Accuracy problem I'd even say inaccuracy ...

I have the following expression being evaluated on both CPU and GPU (in order to be able to compare results):

(x + 0.00915003f) * (-2.15891f + 4.15652f) * ADF0(-6.04954f), where ADF0 is a function of one argument arg0 (described in C for clearness):

float ADF0(float argo)
return arg0 / (arg0 - arg0 * arg0 / arg0) - arg0 * (arg0 - arg0 * arg0 / (arg0 + arg0 - arg0));

x has the only possible value: 10.0f. ADF0 is a vacuous function that simply should return infinity for any input value of arg0 because of division by zero.

Consequently, correct result of the source expression is -1.#INF (and CPU produces it succesfully) for any x.

However, GPU returns -2.53664e+008.
It is necessary to say that on both CPU and GPU expression is parsed using reverse polish notation, not a direct C operand (say, float fResult = (x + 0.00915003f) * (-2.15891f + 4.15652f) * ADF0(-6.04954f)). So this expression is parsed in the loop with push/pops to/from stack with subsequent math operations.

On GPU FMAds are eleminated using __fadd_rz and __fmul_rz, loops are absolutely identical on both CPU and GPU. This strange behaviour is not too frequent: as I have lots of different expressions with lots of possible values I can admit that such significant difference occures not too frequent, but nevertheless occures.

This fact is very annoying as I can’t rely on GPU on 100% - a couple of times the result from GPU were not obviously incorrect (like huge or very small abnormal number), but, say, 127 - just a number that I can hardly identify as abnormal. What GPU should actually return is still infinity or NaN.

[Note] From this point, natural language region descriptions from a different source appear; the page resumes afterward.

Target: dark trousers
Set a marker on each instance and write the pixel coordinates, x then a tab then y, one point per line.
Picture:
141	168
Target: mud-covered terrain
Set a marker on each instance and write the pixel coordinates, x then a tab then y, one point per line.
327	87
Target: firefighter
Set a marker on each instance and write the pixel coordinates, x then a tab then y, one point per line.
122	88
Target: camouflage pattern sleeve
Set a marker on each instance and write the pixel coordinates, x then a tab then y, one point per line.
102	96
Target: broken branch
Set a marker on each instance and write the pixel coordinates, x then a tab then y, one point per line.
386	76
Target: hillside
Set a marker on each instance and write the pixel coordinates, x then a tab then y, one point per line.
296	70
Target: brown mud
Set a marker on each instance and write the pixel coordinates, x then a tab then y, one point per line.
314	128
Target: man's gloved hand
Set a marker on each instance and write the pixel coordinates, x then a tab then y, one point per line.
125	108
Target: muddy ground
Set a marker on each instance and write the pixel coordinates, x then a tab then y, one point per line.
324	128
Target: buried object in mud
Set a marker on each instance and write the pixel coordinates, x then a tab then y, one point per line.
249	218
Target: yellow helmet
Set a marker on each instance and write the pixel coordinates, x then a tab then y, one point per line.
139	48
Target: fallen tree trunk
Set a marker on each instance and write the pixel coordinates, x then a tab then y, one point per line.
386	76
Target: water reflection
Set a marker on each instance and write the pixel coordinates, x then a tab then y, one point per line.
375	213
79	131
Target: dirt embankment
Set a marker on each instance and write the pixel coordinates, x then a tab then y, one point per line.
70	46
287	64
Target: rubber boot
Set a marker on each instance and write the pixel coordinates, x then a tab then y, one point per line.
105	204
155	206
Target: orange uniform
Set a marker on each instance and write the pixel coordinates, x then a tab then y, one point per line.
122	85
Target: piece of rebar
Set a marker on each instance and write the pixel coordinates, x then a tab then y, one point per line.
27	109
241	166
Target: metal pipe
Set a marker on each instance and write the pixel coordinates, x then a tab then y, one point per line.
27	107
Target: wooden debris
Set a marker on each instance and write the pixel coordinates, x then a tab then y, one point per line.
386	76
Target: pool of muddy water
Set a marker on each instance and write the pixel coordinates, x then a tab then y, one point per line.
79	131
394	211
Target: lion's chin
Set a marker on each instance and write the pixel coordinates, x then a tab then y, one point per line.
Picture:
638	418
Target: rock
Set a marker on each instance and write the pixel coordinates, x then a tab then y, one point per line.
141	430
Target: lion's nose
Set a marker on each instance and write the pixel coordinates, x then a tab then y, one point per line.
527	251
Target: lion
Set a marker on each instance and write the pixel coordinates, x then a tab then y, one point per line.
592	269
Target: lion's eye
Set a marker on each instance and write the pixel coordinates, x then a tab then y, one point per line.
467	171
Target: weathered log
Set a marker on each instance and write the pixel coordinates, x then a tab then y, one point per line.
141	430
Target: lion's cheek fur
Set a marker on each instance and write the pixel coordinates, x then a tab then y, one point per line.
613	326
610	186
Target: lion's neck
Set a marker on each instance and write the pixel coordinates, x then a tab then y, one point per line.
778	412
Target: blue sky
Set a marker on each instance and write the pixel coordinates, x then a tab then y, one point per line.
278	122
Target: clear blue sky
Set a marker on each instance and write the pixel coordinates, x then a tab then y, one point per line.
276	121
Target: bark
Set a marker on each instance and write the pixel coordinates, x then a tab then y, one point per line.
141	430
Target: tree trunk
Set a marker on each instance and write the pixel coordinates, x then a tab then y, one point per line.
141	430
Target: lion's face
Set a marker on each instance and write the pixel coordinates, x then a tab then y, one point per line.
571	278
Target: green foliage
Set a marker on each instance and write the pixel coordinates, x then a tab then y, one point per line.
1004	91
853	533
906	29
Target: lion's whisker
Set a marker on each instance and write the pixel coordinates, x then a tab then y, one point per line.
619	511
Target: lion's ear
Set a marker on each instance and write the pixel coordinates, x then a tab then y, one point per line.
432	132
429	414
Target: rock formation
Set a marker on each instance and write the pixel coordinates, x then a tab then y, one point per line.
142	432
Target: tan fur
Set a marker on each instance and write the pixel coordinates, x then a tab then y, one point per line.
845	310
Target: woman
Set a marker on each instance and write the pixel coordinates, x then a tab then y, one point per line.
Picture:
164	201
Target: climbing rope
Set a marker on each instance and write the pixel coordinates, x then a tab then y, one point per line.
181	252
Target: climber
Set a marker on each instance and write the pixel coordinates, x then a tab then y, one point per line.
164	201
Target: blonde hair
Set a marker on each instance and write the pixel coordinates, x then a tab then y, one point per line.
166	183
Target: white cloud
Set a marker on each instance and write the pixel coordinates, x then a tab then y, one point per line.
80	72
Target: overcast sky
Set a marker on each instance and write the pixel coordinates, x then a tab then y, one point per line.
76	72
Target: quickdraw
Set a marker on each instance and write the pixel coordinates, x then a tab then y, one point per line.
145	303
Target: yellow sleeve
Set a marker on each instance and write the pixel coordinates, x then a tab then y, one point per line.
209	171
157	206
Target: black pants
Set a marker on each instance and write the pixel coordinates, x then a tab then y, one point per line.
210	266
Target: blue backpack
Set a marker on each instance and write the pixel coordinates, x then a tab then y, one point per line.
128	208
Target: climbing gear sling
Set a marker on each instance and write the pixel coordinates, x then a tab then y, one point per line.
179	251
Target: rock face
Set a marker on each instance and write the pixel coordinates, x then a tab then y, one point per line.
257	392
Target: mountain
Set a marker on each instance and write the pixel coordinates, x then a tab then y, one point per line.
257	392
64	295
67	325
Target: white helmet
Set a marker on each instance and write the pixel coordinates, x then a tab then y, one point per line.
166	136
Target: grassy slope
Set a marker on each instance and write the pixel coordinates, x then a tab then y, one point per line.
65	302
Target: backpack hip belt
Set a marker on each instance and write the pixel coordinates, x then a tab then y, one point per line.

How is it possible to make sure that GPU will work correct ? I’d like to remind that arguments like “floating point is not even associative and the sequence of math operations plays it’s role” are correct but not actual for my case - sequence of operations is absolutely the same on both CPU and GPU, FMADs are restricted.

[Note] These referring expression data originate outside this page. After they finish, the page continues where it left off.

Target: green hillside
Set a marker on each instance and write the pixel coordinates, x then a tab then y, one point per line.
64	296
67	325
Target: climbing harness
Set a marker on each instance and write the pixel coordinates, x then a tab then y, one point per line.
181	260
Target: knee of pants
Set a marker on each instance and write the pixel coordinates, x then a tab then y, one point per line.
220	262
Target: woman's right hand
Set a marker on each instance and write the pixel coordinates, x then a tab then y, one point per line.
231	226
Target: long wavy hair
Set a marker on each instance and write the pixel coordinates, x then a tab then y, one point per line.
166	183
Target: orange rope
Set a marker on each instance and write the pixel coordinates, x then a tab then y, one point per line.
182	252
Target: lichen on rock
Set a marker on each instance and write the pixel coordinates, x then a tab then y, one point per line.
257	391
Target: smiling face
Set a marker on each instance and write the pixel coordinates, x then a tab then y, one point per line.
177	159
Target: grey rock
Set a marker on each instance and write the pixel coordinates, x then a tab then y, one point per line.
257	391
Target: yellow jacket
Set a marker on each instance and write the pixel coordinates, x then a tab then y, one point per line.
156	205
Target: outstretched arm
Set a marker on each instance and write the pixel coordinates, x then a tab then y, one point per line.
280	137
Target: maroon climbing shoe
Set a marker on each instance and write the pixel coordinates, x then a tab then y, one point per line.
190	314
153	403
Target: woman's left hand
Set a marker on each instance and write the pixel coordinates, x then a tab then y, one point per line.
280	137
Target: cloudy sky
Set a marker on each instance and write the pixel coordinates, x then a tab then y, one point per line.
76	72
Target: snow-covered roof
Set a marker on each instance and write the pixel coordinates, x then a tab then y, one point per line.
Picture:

I’d really appreciate any help on this subject.

Thanks in advance,

My guess is that the non-IEEE compliant single precision division on the GPU is causing problems here. The guide says that division has 2 ulps of error, though I haven’t traced that through the ADF0 function to see how big an error that translates into. It certainly means that (arg0 - arg0 * arg0/arg0) != 0.0f in general.

Double precision division is IEEE-compliant on the new GTX 280/260 cards, although effectively 8 times slower.

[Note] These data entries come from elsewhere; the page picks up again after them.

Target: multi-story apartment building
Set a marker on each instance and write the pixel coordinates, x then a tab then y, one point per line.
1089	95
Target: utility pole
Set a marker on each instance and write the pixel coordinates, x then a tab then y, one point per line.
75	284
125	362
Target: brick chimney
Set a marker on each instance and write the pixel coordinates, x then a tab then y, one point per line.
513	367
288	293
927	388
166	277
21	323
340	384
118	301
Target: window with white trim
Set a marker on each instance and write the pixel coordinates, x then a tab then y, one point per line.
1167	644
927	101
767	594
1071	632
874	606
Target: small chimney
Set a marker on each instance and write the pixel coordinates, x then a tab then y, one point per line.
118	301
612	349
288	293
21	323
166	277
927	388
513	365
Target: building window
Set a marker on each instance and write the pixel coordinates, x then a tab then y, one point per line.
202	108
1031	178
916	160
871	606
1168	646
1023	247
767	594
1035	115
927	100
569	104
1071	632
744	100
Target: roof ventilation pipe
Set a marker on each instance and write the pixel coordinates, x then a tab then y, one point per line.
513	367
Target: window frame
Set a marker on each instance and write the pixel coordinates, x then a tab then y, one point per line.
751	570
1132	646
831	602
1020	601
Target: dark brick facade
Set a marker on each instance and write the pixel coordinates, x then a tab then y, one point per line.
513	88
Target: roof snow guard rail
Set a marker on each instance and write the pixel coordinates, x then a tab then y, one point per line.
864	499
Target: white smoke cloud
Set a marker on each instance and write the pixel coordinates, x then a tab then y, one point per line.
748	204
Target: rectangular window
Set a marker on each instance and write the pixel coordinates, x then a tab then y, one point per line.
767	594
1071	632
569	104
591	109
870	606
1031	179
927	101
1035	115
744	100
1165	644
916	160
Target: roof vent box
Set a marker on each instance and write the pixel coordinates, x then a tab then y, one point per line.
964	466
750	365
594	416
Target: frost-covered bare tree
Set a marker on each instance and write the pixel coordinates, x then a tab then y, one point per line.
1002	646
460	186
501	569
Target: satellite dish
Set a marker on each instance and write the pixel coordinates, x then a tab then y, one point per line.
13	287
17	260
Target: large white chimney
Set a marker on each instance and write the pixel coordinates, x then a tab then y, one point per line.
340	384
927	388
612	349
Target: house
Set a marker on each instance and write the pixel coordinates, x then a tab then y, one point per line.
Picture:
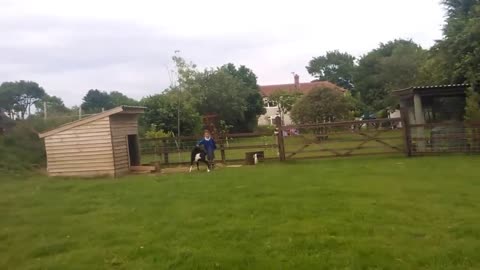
272	110
5	123
102	144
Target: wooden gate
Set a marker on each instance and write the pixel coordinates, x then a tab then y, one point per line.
342	139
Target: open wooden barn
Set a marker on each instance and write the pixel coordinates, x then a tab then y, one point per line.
102	144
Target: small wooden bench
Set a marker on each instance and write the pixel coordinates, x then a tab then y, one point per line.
249	157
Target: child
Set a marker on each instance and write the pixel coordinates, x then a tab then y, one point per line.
209	145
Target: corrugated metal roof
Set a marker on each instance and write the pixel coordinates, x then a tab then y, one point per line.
429	87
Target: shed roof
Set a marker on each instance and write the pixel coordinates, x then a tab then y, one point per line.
116	110
432	90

I also think that division is the problem … but when I try to repeat the calculations that produced bad results on GPU I get correct results.

To illustrate this I do the following: running a simple kernel the only task of which is to return results of all intermediate steps of overall calculations (v1 = arg0/arg0; v2 = arg0*v1; v3 = arg0 - v2 e t c). Examination of all these v1…vi gives correct result of -1.#INF. Only during the actual run with lots of threads and blocks sometimes for some values the crucial error in floats appears.

My guess was FMADs - but elemination of them gives nothing, still incorrect results sometimes … Simplification of input values (make all of them integers and eleminate division at all) solves the problem - so the algorithm in general and kernel in particular looks correct.

For my task overall estimated speedup on GTX280 comparing to c2q 9650 is about 5-6 times, this means that double precision of GTX280 can hardly be utilized.

Did you take into account that you have 140GB/s bandwith on GTX280? When you need to process more data than fits in the cache of CPU, you have much lower bandwidth on CPU.

Also you might only need to convert a small part of you algorithm to double.

I’m not sure how double support works in CUDA 2.0 … Will it be possible to do all math in float but each time I meet the division to do something like this ?

double dTemp1 = (double)fVal1;

double dTemp2 = (double)fVal2;

double dTempResult = dTemp1 / dTemp2;

float fResult = (float)dTempResult;

If so, this may help … on the other hand, I have no ideas how this division wrapper will affect the performance.

Yes, this should work. (though a peek at the PTX output to confirm it would be good)

Edit: Double precision operations are handled by a separate unit in each multiprocessor, which is why you take a factor of 8 hit in performance. Everything else, including single precision operations and index calculations, will continue to be handled by the normal stream processors.

Yeah, I think that in practice it will be a bit like hiding the global memory latency. ‘Long latency’ calculations for doubles will be hidden by the calculations by the ‘normal’ SPU’s as long as you have not a lot of them if I understand the architecture correctly. That is I think the biggest benefit of having separate units and not doing them on the normal processors.